Personally I don't think BGP Soft reset enhancement is much of an enhancement. RAM is cheap, so keeping the routes, exactly as received from your neighbor, in memory is quite easy, especially on a modern router. JUNOS doesn't even offer you the option to not store it - it always keeps the Adj-RIB-IN, but JUNOS was designed in the late 90s when RAM was plentiful and not in the 80s when IOS made the scene. If someone out there designing a router thinks "let's save on RAM because we have BGP soft reset enhancement", I'd like to shoot that person ;)
On the other hand, if you are running a network with old routers running low on memory I totally understand if you don't enable soft-reconf.
Bottom line, it's difficult to say and depends on your environment.
Sometimes, I wish they'd stop teaching the OSI model. It seems to confuse more than it helps.
When we say that layers communicate with each other, we mean the data created by a particular layer (say, transport) on host A is processed by the same layer on host B. This is a logical connection.

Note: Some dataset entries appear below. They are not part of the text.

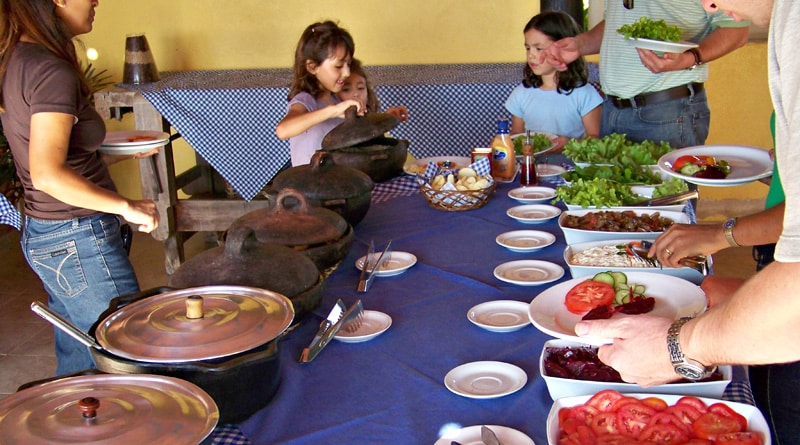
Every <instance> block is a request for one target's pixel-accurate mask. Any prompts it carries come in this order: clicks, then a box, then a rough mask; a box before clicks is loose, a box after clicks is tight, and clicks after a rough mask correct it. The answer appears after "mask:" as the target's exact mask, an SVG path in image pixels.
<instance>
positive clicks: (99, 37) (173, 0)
mask: <svg viewBox="0 0 800 445" xmlns="http://www.w3.org/2000/svg"><path fill="white" fill-rule="evenodd" d="M538 3H539V2H536V1H531V0H525V1H523V0H497V1H492V2H487V1H484V0H403V1H396V0H369V1H364V0H339V1H336V2H332V1H324V0H305V1H288V0H137V1H135V2H131V1H121V0H104V1H102V2H101V4H100V6H99V8H98V9H97V15H96V19H95V25H94V31H93V32H92V33H90V34H88V35H86V36H83V37H82V40H83V42H84V43H85V46H86V47H87V48H89V47H91V48H95V49H97V50H98V52H99V59H98V60H97V61H95V62H94V65H95V66H96V67H97V68H98V69H107V70H108V72H109V73H110V74H112V76H113V79H114V80H115V81H117V82H118V81H120V80H121V78H122V67H123V62H124V53H125V51H124V49H125V36H126V35H128V34H132V33H142V32H143V33H145V35H146V36H147V40H148V42H149V44H150V48H151V50H152V52H153V54H154V56H155V59H156V65H157V66H158V68H159V70H160V71H172V70H196V69H235V68H276V67H289V66H291V64H292V54H293V52H294V47H295V45H296V44H297V39H298V37H299V35H300V33H301V32H302V30H303V29H304V28H305V27H306V26H307V25H308V24H310V23H313V22H315V21H319V20H324V19H333V20H336V21H338V22H339V23H340V24H341V26H343V27H345V28H346V29H348V30H349V31H350V33H351V34H352V35H353V37H354V39H355V41H356V55H357V57H359V58H361V59H362V60H364V61H365V63H367V64H368V65H395V64H414V63H420V64H433V63H470V62H475V63H482V62H517V61H519V62H521V61H523V60H524V50H523V42H522V33H521V31H522V28H523V27H524V25H525V23H526V22H527V20H528V19H529V18H530V17H531V16H532V15H534V14H536V13H537V12H538V10H539V5H538ZM766 70H767V68H766V43H754V44H749V45H748V46H746V47H745V48H742V49H740V50H738V51H737V52H735V53H733V54H731V55H729V56H727V57H726V58H724V59H721V60H719V61H716V62H714V63H713V65H712V69H711V78H710V81H709V83H708V94H709V100H710V102H711V108H712V121H711V133H710V135H709V138H708V141H707V143H709V144H713V143H736V144H748V145H756V146H762V147H769V146H771V140H770V136H769V128H768V125H767V123H768V118H769V113H770V111H771V104H770V99H769V94H768V90H767V80H766ZM108 125H109V129H119V128H132V126H133V124H132V120H131V119H130V118H126V119H123V121H122V122H109V124H108ZM178 151H179V152H180V153H181V156H182V157H181V159H180V160H179V161H178V164H179V166H181V165H188V164H189V163H190V162H191V159H192V155H191V150H190V149H189V148H188V147H178ZM113 172H114V175H115V179H116V181H117V183H118V186H119V188H120V190H121V191H122V192H123V193H125V194H127V195H128V196H137V195H139V188H138V182H137V181H138V179H137V170H136V165H135V163H133V162H124V163H121V164H119V165H117V166H114V168H113ZM701 193H703V196H709V197H712V196H713V197H721V198H726V197H734V196H735V197H739V198H742V197H743V198H757V197H759V196H763V194H764V193H765V187H764V186H763V185H750V186H742V187H733V188H725V189H713V190H708V191H705V190H703V191H701Z"/></svg>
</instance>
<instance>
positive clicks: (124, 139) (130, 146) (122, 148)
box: [100, 130, 169, 155]
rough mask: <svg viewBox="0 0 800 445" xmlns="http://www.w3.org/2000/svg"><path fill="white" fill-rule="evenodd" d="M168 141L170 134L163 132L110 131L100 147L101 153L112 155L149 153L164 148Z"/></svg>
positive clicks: (106, 135)
mask: <svg viewBox="0 0 800 445" xmlns="http://www.w3.org/2000/svg"><path fill="white" fill-rule="evenodd" d="M168 141H169V133H165V132H163V131H145V130H132V131H109V132H108V133H106V137H105V139H103V143H102V144H101V145H100V151H102V152H104V153H108V154H112V155H132V154H136V153H147V152H148V151H150V150H152V149H154V148H158V147H163V146H164V145H166V144H167V142H168Z"/></svg>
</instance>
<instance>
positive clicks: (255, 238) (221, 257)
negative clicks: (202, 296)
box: [168, 225, 325, 320]
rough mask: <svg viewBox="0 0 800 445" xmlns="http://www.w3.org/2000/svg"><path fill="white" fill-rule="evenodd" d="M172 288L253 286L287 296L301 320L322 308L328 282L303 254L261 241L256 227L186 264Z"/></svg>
mask: <svg viewBox="0 0 800 445" xmlns="http://www.w3.org/2000/svg"><path fill="white" fill-rule="evenodd" d="M168 284H169V286H170V287H175V288H187V287H198V286H211V285H238V286H252V287H257V288H261V289H267V290H270V291H273V292H277V293H278V294H281V295H285V296H286V297H287V298H289V300H291V301H292V304H293V305H294V311H295V317H296V318H297V319H298V320H300V319H302V318H304V317H305V316H306V315H308V314H309V313H311V311H313V310H314V309H316V308H317V306H319V303H320V301H321V300H322V292H323V290H324V284H325V279H324V277H323V275H322V273H321V272H320V270H319V269H318V268H317V266H316V264H314V262H313V261H312V260H311V259H310V258H309V257H307V256H305V255H303V254H302V253H300V252H298V251H296V250H294V249H291V248H289V247H286V246H281V245H279V244H269V243H262V242H259V241H258V238H257V237H256V234H255V232H254V230H253V228H251V227H248V226H244V225H240V226H237V227H232V228H231V229H229V230H228V234H227V237H226V238H225V245H224V246H219V247H214V248H211V249H208V250H205V251H203V252H201V253H199V254H197V255H195V256H194V257H192V258H190V259H189V260H188V261H186V262H185V263H183V264H182V265H181V267H179V268H178V270H176V271H175V273H174V274H172V276H170V277H169V283H168Z"/></svg>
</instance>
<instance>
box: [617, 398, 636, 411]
mask: <svg viewBox="0 0 800 445" xmlns="http://www.w3.org/2000/svg"><path fill="white" fill-rule="evenodd" d="M628 403H639V399H637V398H636V397H628V396H623V397H622V398H620V399H619V400H617V401H616V402H614V404H613V405H611V411H613V412H617V411H619V407H620V406H622V405H626V404H628Z"/></svg>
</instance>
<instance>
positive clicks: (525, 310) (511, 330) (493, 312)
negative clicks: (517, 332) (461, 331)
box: [467, 300, 530, 332]
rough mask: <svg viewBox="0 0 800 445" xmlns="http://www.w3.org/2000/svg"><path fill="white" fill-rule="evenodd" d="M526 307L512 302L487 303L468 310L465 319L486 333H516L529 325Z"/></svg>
mask: <svg viewBox="0 0 800 445" xmlns="http://www.w3.org/2000/svg"><path fill="white" fill-rule="evenodd" d="M528 306H530V304H529V303H523V302H521V301H514V300H496V301H487V302H485V303H481V304H479V305H476V306H473V307H472V308H470V310H469V312H467V319H469V321H471V322H472V323H473V324H475V325H477V326H480V327H482V328H483V329H486V330H487V331H492V332H511V331H516V330H518V329H522V328H524V327H525V326H527V325H528V324H530V319H529V318H528Z"/></svg>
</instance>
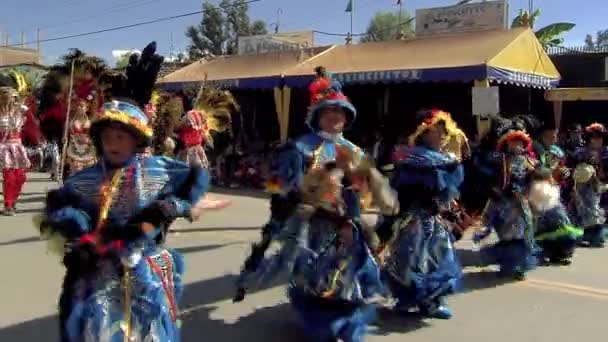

The actual data (in this case, the segment containing the SYN flag) is encapsulated in the Network PDU (IP packet), then encapsulated in the data-link PDU (Ethernet), then finally transmitted on the Ethernet cable (Physical layer). Host B reverses this process, unencapsulating the PDU at each layer until it reaches the transport layer. The transport layer processes the SYN flag and creates a new PDU containing the SYN, ACK flags. Then it sends it to A using the same encapsulation process.
The only way data is actually sent from one host to another is via the physical wire. Layer to layer communication is just a mental construct.
Best Answer
There is a lot of confusion regarding what part of the OSI model is in use here. Let me see if I can help:
Remember that the OSI model is just a model. It doesn't represent anything in actual use. The TCP/IP model is a better fit for protocols in use on the Internet.
The statement "routers are just depicted as having and using the networking protocols and IP" is an oversimplification -- and that's where some of the confusion comes from. Router software has the full stack in order to run routing protocols like BGP as well as management functions (telnet, SSH, snmp, etc).
Is BGP a network protocol or an application protocol? The BGP process that runs on a router talks to BGP processes on other routers. BGP makes use of TCP/IP to facilitate that communication. It establishes sessions between peers and has its own messaging format and syntax. In that sense, BGP is an application that runs on a router.
BGP's purpose is to populate the forwarding table of the router. When the router makes a forwarding decision for an IP packet, it looks in the table for the next hop address, adds the layer 2 header, and transmits it out an interface. That process only involves layers 1-3. So if you're talking about how routers route, that's all you need to discuss -- and that's probably where the confusion comes from.
In summary, the forwarding of packets involves layers 1-3. the information used to forward packets comes from many sources -- one of which could be the BGP application running on the router.